As a clinician, I believe that each of us is an unique, evolutionary unfolding of integrated energy and information. Our uniqueness is expressed in how we reveal our energy to others; as well as, how our worldview (deepest beliefs and assumptions of ourselves, others and life) influences our thinking and interaction patterns, which in turn determines how our life unfolds.
A healthy energetic and informational system expands in a balanced, creative way, moving towards more diversity and complexity. In addition, at the core of the system, there is a dynamic balance of opposites that co-exist.
There are times, however, when you may feel blocked, stuck and see no possibilities/potentialities ahead. Feeling blocked is life’s feedback message that says: ‘you cannot continue with your old ways or old path’. A new way forward, which still needs to be discovered, is required.

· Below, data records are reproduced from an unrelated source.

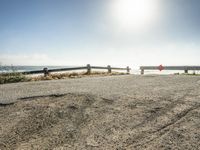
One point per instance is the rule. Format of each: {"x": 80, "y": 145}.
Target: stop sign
{"x": 160, "y": 67}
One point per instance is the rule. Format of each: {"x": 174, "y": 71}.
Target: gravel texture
{"x": 117, "y": 112}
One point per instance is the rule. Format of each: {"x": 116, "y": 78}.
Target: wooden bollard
{"x": 186, "y": 71}
{"x": 88, "y": 69}
{"x": 109, "y": 69}
{"x": 46, "y": 72}
{"x": 142, "y": 71}
{"x": 128, "y": 70}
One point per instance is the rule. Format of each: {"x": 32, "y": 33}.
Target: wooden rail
{"x": 46, "y": 71}
{"x": 185, "y": 68}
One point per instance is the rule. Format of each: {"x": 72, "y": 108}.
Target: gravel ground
{"x": 116, "y": 112}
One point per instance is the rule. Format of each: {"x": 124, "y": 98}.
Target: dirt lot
{"x": 126, "y": 112}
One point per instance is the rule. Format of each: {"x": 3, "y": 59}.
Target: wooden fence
{"x": 185, "y": 68}
{"x": 88, "y": 67}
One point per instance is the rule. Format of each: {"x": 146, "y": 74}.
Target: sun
{"x": 134, "y": 14}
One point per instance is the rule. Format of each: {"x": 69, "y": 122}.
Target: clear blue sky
{"x": 77, "y": 32}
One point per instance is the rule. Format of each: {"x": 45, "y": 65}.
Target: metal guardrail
{"x": 185, "y": 68}
{"x": 46, "y": 71}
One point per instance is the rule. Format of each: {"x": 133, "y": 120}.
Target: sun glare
{"x": 134, "y": 14}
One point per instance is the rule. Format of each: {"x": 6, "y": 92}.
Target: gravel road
{"x": 115, "y": 112}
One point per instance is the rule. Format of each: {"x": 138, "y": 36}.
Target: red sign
{"x": 160, "y": 67}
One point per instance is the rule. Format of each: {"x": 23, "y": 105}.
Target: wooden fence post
{"x": 128, "y": 70}
{"x": 109, "y": 69}
{"x": 186, "y": 71}
{"x": 142, "y": 71}
{"x": 46, "y": 72}
{"x": 88, "y": 69}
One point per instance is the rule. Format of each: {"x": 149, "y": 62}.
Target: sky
{"x": 100, "y": 32}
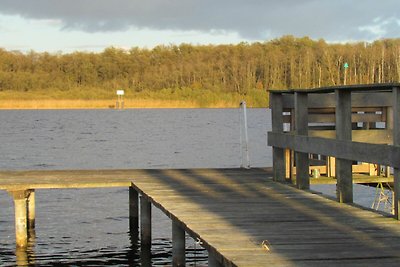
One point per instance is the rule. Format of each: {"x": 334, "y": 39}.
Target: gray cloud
{"x": 253, "y": 19}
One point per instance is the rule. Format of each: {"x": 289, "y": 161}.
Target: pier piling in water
{"x": 133, "y": 210}
{"x": 24, "y": 208}
{"x": 178, "y": 245}
{"x": 145, "y": 221}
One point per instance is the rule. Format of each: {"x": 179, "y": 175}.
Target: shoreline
{"x": 27, "y": 104}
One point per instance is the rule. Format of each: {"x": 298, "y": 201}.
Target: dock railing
{"x": 355, "y": 108}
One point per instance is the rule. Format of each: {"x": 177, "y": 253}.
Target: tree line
{"x": 287, "y": 62}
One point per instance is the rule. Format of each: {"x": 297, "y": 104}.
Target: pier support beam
{"x": 31, "y": 210}
{"x": 21, "y": 216}
{"x": 396, "y": 142}
{"x": 343, "y": 171}
{"x": 145, "y": 222}
{"x": 178, "y": 245}
{"x": 278, "y": 154}
{"x": 212, "y": 260}
{"x": 133, "y": 211}
{"x": 302, "y": 160}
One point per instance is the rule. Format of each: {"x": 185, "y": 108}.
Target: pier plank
{"x": 235, "y": 211}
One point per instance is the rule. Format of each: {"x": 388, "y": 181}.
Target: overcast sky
{"x": 92, "y": 25}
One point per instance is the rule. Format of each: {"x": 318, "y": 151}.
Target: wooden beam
{"x": 278, "y": 154}
{"x": 343, "y": 132}
{"x": 133, "y": 211}
{"x": 367, "y": 136}
{"x": 371, "y": 99}
{"x": 396, "y": 143}
{"x": 21, "y": 217}
{"x": 178, "y": 245}
{"x": 145, "y": 222}
{"x": 383, "y": 154}
{"x": 31, "y": 210}
{"x": 302, "y": 161}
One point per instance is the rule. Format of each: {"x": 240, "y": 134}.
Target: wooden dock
{"x": 240, "y": 216}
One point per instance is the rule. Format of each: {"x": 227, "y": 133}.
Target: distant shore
{"x": 104, "y": 104}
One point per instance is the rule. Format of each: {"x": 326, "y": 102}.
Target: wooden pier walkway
{"x": 242, "y": 217}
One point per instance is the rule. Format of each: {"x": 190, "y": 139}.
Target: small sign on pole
{"x": 120, "y": 100}
{"x": 345, "y": 66}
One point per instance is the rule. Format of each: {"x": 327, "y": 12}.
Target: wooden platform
{"x": 234, "y": 211}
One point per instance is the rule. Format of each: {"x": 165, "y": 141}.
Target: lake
{"x": 90, "y": 226}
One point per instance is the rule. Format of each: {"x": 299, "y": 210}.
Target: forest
{"x": 203, "y": 74}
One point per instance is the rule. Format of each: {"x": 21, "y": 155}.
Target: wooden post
{"x": 212, "y": 260}
{"x": 145, "y": 221}
{"x": 21, "y": 217}
{"x": 278, "y": 154}
{"x": 396, "y": 142}
{"x": 178, "y": 245}
{"x": 302, "y": 160}
{"x": 31, "y": 210}
{"x": 145, "y": 231}
{"x": 343, "y": 132}
{"x": 133, "y": 210}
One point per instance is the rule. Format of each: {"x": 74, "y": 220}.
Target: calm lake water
{"x": 89, "y": 227}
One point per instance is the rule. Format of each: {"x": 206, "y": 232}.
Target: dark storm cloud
{"x": 253, "y": 19}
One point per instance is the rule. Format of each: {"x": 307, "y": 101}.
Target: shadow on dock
{"x": 301, "y": 228}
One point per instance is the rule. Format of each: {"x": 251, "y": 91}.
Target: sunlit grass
{"x": 166, "y": 98}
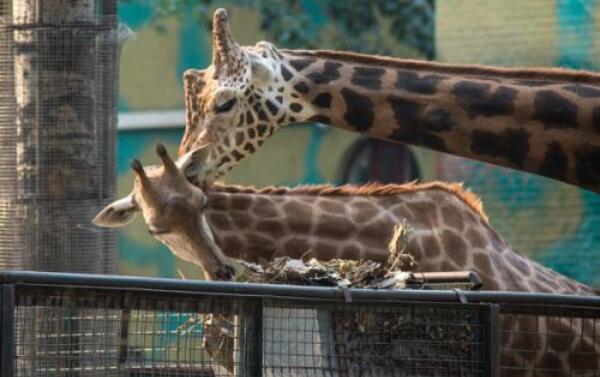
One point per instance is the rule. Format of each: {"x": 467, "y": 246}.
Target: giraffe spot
{"x": 453, "y": 218}
{"x": 241, "y": 220}
{"x": 587, "y": 163}
{"x": 555, "y": 162}
{"x": 319, "y": 119}
{"x": 219, "y": 221}
{"x": 475, "y": 239}
{"x": 520, "y": 263}
{"x": 430, "y": 247}
{"x": 585, "y": 91}
{"x": 483, "y": 267}
{"x": 411, "y": 129}
{"x": 239, "y": 137}
{"x": 585, "y": 361}
{"x": 351, "y": 252}
{"x": 332, "y": 206}
{"x": 270, "y": 227}
{"x": 231, "y": 246}
{"x": 359, "y": 110}
{"x": 437, "y": 120}
{"x": 478, "y": 100}
{"x": 448, "y": 266}
{"x": 525, "y": 335}
{"x": 285, "y": 73}
{"x": 240, "y": 202}
{"x": 237, "y": 155}
{"x": 375, "y": 234}
{"x": 332, "y": 226}
{"x": 596, "y": 119}
{"x": 362, "y": 211}
{"x": 296, "y": 107}
{"x": 550, "y": 361}
{"x": 261, "y": 129}
{"x": 272, "y": 107}
{"x": 258, "y": 246}
{"x": 302, "y": 63}
{"x": 322, "y": 100}
{"x": 328, "y": 74}
{"x": 325, "y": 251}
{"x": 301, "y": 87}
{"x": 512, "y": 144}
{"x": 296, "y": 247}
{"x": 264, "y": 207}
{"x": 455, "y": 247}
{"x": 299, "y": 216}
{"x": 411, "y": 82}
{"x": 423, "y": 214}
{"x": 224, "y": 161}
{"x": 367, "y": 77}
{"x": 554, "y": 111}
{"x": 262, "y": 115}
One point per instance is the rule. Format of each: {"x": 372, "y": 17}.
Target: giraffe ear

On a general level, you may feel stuck over time if you do not:
- consider all the relevant complexity of the situation that you are dealing with,
- examine some of your tacit assumptions that may unknowingly be causing the self-defeating and destructive behaviours,
- acknowledge your own part in creating the problem,
- step back to reflect on the process, instead of repeatedly trying to force your perspective onto the situation that you are encountering,
- loosen the rigid perspective that you may have and instead consider the exact opposite of what you believe,
- have the courage to become the researcher of self.
As the researcher of self, you will be challenged to examine your thinking and interaction patterns in a reflective way. Just as in the scientific research process, you will be required to expand your knowledge of self, and move into the yet to be discovered, unknown parts of yourself. These aspects or dynamics of yourself may appear to be confusing or unacceptable, thus making it difficult to acknowledge. This will be an emotionally challenging process that requires courage and persistence as you explore parts of yourself that may not make logical sense initially. But as the reflective process unfolds and you gain deeper insights into the dynamics of self (which were previously unknown and undiscovered), a new understanding and respect of self starts unfolding. And with this, new potentialities to move forward come to the fore.